Ok. I really try to use the relation that since $A_{nxn}\quad$, $\det A^k = k^n \det A$
I can also use the $(a^3+b^3)$ and $(a^3-b^3)$ and stuck this expression seems is too much work for solve this problem.
$$[8^3-7^3-6\cdot 7^3 -4(7^3+6^3)+(5^3+4^3)+7\cdot 3^3+4(3^3-2^3)+1]\det A+1$$
Seems all the expression multiplier $\det A$ must be zero. But i suppose just the answer key.
By the Cayley-Hamilton theorem, $A$ is a root of its characteristic polynomial. Such polynomial is $$p_A(\lambda)=-\lambda^3+11\lambda^2+4\lambda-1\;,$$ so your matrix $B$ can be written as $$B=-A^5p_A(A)-Ap_A(A)+I=I\;.$$ Therefore $\det B=1$.
How did I notice?
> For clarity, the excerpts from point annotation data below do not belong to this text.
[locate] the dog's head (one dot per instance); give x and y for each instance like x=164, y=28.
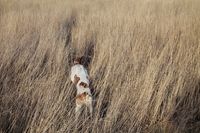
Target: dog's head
x=77, y=60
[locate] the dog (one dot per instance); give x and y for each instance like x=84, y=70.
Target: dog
x=80, y=78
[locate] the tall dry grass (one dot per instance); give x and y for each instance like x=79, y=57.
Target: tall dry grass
x=143, y=57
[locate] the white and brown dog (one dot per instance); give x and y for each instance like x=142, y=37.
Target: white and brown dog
x=80, y=78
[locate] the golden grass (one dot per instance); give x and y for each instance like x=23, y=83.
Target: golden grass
x=143, y=57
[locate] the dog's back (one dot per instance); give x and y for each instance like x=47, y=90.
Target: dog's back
x=79, y=71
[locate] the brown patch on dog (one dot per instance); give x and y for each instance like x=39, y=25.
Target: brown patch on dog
x=85, y=85
x=80, y=99
x=77, y=60
x=76, y=79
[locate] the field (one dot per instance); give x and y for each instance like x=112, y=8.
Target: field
x=143, y=57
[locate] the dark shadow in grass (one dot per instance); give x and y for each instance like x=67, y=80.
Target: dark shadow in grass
x=186, y=115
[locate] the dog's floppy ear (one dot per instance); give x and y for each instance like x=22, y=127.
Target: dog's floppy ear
x=85, y=85
x=76, y=79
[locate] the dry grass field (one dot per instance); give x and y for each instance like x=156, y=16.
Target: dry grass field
x=143, y=57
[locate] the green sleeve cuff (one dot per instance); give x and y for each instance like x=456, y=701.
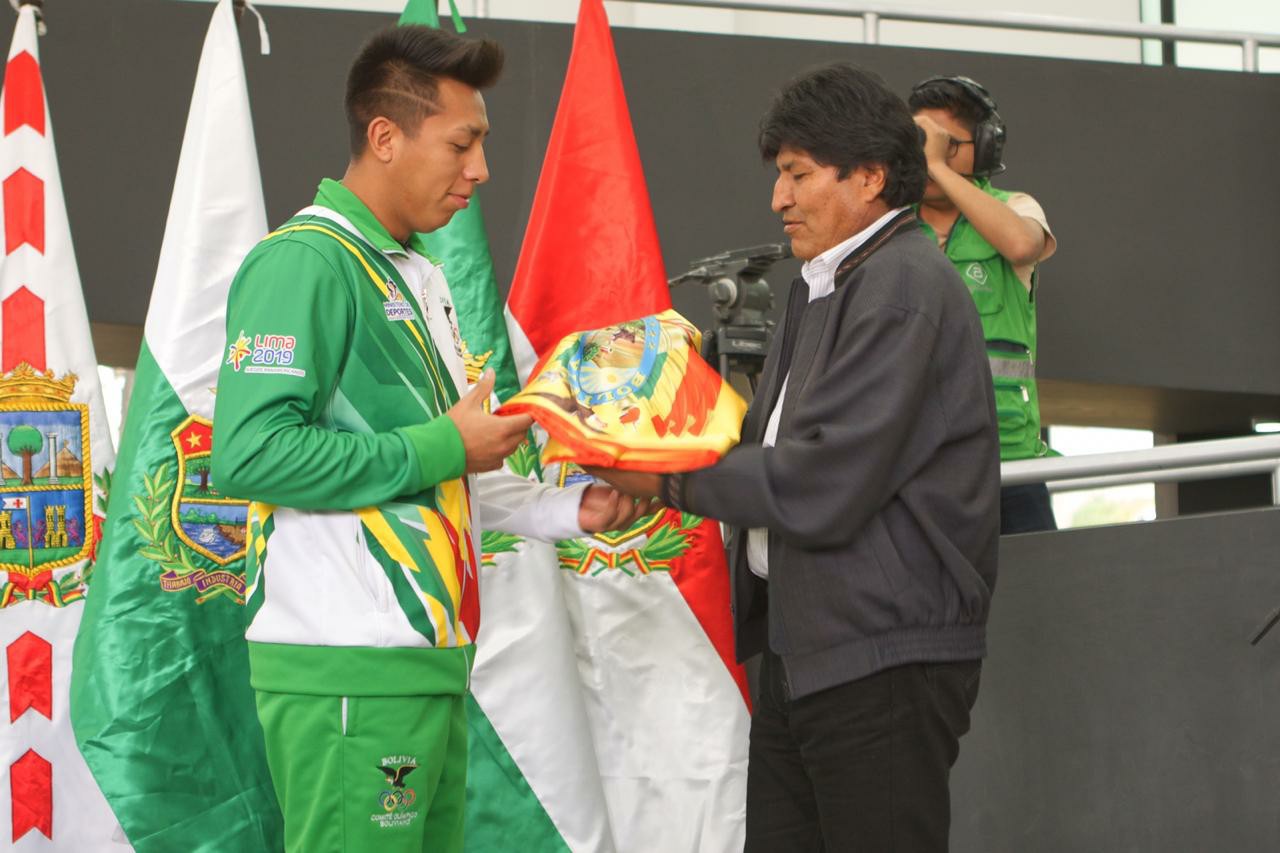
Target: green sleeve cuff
x=438, y=448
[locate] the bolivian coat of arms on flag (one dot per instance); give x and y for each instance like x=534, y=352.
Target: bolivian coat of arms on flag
x=184, y=520
x=46, y=484
x=634, y=395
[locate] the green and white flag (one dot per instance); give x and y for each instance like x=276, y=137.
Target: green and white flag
x=160, y=697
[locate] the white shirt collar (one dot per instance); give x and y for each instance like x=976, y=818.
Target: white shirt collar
x=819, y=273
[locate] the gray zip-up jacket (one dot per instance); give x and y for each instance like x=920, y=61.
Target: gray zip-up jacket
x=882, y=491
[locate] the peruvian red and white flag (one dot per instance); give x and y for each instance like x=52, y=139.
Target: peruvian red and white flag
x=55, y=456
x=666, y=703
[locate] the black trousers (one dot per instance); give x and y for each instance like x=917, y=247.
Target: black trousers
x=1025, y=509
x=859, y=767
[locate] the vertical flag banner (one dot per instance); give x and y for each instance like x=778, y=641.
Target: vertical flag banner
x=55, y=461
x=160, y=697
x=533, y=775
x=648, y=607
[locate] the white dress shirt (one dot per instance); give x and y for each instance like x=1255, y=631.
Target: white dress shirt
x=819, y=274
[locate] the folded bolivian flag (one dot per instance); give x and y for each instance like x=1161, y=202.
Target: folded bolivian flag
x=634, y=396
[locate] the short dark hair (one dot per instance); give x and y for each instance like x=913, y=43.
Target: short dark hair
x=846, y=117
x=397, y=74
x=950, y=96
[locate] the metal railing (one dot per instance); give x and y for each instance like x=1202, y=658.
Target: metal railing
x=873, y=16
x=1171, y=463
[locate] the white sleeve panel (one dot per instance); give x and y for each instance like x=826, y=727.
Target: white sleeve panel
x=536, y=510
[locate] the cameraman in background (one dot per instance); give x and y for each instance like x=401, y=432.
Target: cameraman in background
x=996, y=241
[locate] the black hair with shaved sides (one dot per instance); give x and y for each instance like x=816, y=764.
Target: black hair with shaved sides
x=845, y=117
x=952, y=97
x=397, y=76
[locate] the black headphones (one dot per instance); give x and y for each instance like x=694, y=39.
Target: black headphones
x=988, y=135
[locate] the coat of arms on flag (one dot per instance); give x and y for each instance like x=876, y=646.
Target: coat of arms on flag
x=634, y=395
x=46, y=484
x=184, y=520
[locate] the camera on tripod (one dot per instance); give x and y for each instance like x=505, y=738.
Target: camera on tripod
x=740, y=300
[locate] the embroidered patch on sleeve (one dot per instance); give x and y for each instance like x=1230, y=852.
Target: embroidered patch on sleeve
x=264, y=354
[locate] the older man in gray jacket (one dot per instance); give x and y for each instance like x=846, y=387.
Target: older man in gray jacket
x=864, y=496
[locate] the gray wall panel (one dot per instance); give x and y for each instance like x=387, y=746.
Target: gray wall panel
x=1121, y=706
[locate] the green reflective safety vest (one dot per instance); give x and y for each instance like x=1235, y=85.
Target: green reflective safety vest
x=1008, y=315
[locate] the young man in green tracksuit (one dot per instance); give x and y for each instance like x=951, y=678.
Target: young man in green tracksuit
x=343, y=416
x=996, y=240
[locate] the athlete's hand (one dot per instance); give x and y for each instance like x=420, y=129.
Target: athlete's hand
x=488, y=439
x=639, y=484
x=606, y=509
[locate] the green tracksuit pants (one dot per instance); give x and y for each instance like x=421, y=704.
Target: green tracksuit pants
x=357, y=774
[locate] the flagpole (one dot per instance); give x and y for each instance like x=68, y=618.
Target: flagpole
x=39, y=8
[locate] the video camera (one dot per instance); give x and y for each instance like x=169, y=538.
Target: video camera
x=740, y=299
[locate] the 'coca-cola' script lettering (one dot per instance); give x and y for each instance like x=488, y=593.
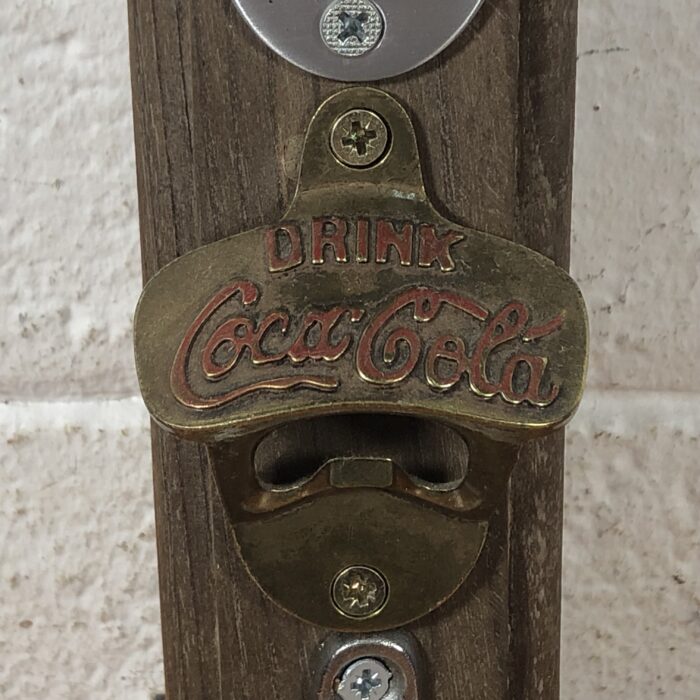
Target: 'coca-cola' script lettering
x=385, y=348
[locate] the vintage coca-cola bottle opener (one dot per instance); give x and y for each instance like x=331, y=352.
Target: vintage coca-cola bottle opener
x=362, y=310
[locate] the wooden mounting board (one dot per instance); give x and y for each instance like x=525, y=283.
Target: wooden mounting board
x=219, y=122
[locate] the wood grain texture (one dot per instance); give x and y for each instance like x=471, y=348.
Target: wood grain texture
x=219, y=121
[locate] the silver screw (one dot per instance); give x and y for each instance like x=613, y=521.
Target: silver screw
x=359, y=138
x=360, y=592
x=366, y=679
x=351, y=28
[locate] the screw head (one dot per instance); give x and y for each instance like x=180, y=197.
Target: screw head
x=351, y=28
x=360, y=592
x=366, y=679
x=359, y=138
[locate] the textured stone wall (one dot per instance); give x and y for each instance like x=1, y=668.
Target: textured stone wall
x=78, y=593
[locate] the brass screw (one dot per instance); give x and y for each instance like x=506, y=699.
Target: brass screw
x=360, y=592
x=359, y=138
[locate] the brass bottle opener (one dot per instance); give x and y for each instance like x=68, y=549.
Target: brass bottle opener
x=364, y=312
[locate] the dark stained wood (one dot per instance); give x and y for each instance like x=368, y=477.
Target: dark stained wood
x=218, y=121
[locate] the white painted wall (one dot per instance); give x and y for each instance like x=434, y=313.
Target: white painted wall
x=78, y=594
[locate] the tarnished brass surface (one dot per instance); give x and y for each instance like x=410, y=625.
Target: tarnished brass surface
x=363, y=300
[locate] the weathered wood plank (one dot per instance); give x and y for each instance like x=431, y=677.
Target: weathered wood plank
x=219, y=120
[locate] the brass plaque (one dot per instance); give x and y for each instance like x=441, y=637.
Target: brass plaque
x=363, y=298
x=362, y=301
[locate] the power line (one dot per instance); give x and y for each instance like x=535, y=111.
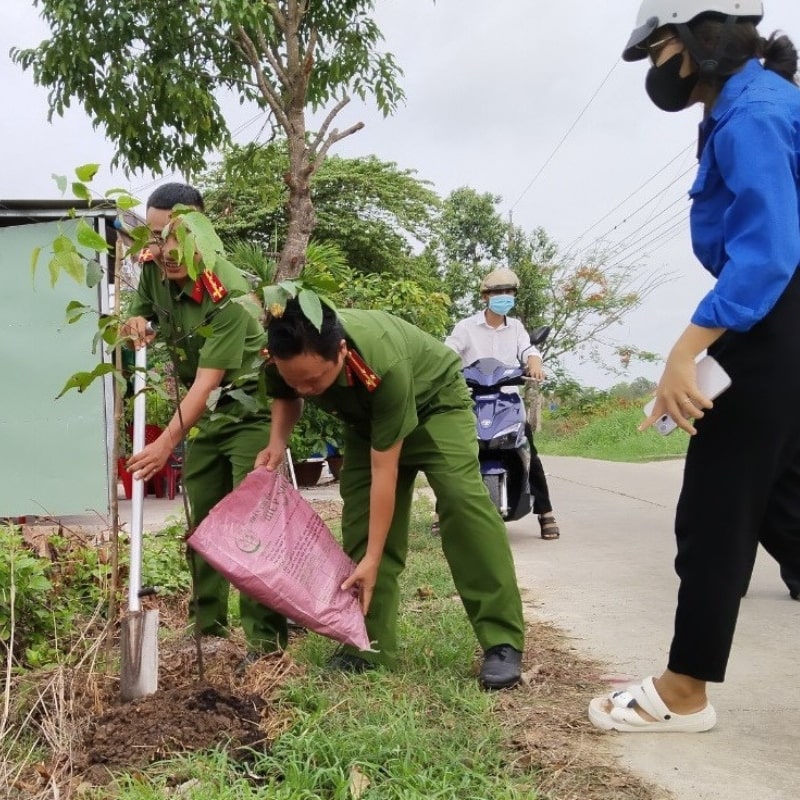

Well, in general, one feasible strategy could have been the following: we calculate the eigenvalues $\lambda_1$, $\lambda_2$, $\lambda_3$ of $A$ (which are all real as $A$ is symmetric) and then we get the eigenvalues of $B=q(A)$ by applying $q$, so $q(\lambda_1)$, $q(\lambda_2)$, $q(\lambda_3)$. The determinant of $D$ is then the product of these three quantities.
This is true because, if $A$ is similar to the matrix $D$ by means of a base change $M$, then $A^k$ is similar to $D^k$ by means of the same base change, so $q(A)$ is similar to $q(D)$, for every polynomial $q$ with real coefficients.
However, as soon as I computed the characteristic polynomial of $A$ (in order to get the eigenvalues), I immediately noticed that our polynomial $q$ could be written as $-x^5p_A(x)-xp_A(x)+1$.